Tuesday, September 29, 2009

So Which Device Has That X Factor?

So what is the coolest gadget and what do we want for Christmas 2009? Yesterday the iPhone was anointed the number one of ‘cool’ in the UK, but that was like stating the obvious and the challenge is to understand what will be the number one tomorrow and some of the dynamics that will help it achieve the converted status. What will have the X Factor?

There are a number of consumer factors that will always decide as to whether the device is a winner and a ‘must have’, or is a another ‘also ran’:

Look and feel – image is important in this ‘designer label’ age. Skoda may make great cars but they do not have the same cache as Mercedes or BMW. Apple has always had a strong iconic brand which has been built on design and functionality. If Apple were to launch a tablet device tomorrow it would be a success because it is Apple as its solutions are 100% image and 80% functionality.

Convenience – for convenience read convergence. Women want a device that will fit in a handbag, but still leave room for the other essentials of their life, whilst men really want it to fit in their pockets. One device is a must, two starts to become difficult and three is a bridge too far for many. So what do we all need on the move? A phone and after that email, text, office basics and then access to information, music, content, photos, video , games etc. Very few of us now carry a camera – it’s in the mobile. The MP3 player may have had its day and many single applications devices will follow. The key is that they start as standalone devices and then flip. The eInk devices may be easy to read in all conditions, but with OLED coming fast to small screens, their advantage, even in this area is not sustainable. Anybody who has read a book on an iPhone will tell you it isn’t hard to adjust.

Price – this is a major player once the device becomes commodity but is not so important if the perceived value is high or the device is in the early stages of its market.

eInk readers are transitional devices and although the technology gives them the edge today they act and look like the old clunky 8 track players of the 80s. Their major plus is the screen and its readability and power saving, but the major minus is the screen as its black and white and no matter how many greyscales you add its still black and white. The device can do much more, but then it starts to compete with other devices that can do a lot more. We think the device is a short term toy that readers will grow out of and will age quickly.
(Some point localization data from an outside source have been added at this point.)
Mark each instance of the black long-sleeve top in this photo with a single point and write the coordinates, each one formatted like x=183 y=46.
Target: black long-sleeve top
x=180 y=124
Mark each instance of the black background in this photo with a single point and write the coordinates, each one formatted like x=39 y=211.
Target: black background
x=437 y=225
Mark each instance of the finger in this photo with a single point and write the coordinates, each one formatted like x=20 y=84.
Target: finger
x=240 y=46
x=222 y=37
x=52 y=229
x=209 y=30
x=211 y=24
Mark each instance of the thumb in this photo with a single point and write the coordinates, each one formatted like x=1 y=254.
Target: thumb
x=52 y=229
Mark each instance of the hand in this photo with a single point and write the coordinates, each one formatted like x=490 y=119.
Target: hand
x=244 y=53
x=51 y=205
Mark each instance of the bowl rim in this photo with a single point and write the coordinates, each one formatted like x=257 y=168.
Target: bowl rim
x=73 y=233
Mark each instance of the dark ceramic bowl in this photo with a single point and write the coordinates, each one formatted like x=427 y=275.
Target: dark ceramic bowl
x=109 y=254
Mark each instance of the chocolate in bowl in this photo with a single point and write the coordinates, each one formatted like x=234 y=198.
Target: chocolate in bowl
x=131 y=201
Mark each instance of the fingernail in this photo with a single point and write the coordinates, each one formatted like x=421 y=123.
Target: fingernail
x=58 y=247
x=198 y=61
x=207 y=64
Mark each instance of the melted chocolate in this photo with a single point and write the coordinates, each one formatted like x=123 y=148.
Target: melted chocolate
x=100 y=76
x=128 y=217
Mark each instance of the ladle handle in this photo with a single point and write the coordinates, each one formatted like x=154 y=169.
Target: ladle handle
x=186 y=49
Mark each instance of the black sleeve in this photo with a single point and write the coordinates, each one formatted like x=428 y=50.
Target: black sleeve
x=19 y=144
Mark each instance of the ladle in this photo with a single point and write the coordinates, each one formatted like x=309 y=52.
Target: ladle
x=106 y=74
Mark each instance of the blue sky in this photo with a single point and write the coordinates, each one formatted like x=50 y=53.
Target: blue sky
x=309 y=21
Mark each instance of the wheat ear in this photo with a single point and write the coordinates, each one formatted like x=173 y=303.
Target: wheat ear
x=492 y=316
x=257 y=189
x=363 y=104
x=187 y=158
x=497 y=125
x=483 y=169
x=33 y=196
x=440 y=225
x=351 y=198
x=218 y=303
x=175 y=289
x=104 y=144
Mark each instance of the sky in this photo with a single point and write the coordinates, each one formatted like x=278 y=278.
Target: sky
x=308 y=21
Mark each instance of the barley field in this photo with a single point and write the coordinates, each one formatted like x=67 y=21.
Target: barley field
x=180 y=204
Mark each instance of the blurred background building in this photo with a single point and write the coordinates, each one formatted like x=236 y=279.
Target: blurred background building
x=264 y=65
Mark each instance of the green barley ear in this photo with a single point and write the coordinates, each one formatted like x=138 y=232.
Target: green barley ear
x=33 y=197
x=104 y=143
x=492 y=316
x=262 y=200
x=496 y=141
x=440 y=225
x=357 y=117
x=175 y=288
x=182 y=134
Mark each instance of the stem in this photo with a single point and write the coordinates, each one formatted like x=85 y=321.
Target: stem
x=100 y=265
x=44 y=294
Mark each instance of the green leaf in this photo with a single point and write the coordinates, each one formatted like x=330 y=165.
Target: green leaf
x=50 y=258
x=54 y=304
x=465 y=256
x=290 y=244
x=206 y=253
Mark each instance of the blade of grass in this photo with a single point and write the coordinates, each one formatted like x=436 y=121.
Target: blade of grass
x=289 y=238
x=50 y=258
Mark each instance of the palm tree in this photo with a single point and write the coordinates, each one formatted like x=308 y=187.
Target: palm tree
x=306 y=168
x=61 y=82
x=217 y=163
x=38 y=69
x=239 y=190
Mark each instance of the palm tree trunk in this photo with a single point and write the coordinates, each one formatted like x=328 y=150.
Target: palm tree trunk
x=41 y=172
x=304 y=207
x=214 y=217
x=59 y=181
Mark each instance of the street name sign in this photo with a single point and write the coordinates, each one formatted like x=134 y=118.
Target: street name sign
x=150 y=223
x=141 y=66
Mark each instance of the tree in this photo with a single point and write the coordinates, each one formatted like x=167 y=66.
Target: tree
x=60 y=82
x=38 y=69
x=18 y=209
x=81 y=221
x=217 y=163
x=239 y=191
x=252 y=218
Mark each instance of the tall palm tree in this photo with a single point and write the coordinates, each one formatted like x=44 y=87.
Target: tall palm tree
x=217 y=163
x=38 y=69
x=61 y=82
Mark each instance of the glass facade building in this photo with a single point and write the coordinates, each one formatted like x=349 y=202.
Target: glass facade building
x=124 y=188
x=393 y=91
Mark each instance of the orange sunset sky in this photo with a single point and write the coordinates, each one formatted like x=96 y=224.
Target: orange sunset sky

As more gets loaded onto the smartphone then the power demand grows and the tedious task of recharging becomes more frequent. However the screen size and quality is getting there and with new technologies such as OLED will make it. Not only can it play it can record. Not only can it show photos it can play video and all in full colour. The challenge is that the market is fragmented, and we have issues on operating systems, browsers, exculsive carriers and of course applications. The iPhone has show what can be done and is guaranteed to lead the way for some time to come.

We all want a tablet or a device that is half way between everything and can potentially offer that single device on the move. Apple is coming sometime, Microsoft is now threatening to spoil their party and you can guarantee that others have seen the opportunity. When is a tablet a smartphone and when is it a netbook, or a ereader etc? What is clear from the hype over the Apple tablet is that is what the market demands and if positioned and with the right support offer and price we could have a clear category killer. Anyone who has doubts click here and watch this video from Gizmodo.

Netbooks will appear and offer much for the office man on the move, but the right tablet and even smartphone render them limited in their appeal. Perhaps size does matter and big is not as good as small!

Game machines are the one dark horse. Should games migrate onto smartphones and tablets or do they offer a reverse path? We have seen Nintendo toying with ebooks, but in a half hearted offer. When you see devices such as the PSP it makes us wonder why Sony don’t develop the device for digital content. Perhaps they think that once a gamer, always a gamer and a dedicated device is needed, but is this reality or an historic viewpoint?

What is clear is that the device wars go further than ebooks. We remember that Betamax was a superior technology to VHS but failed because they didn’t invent the consumer camera, MP3 is inferior to many other music formats but is more widely available on devices and DRM free. Winners don’t always follow convention logic but they strangely can be predicted.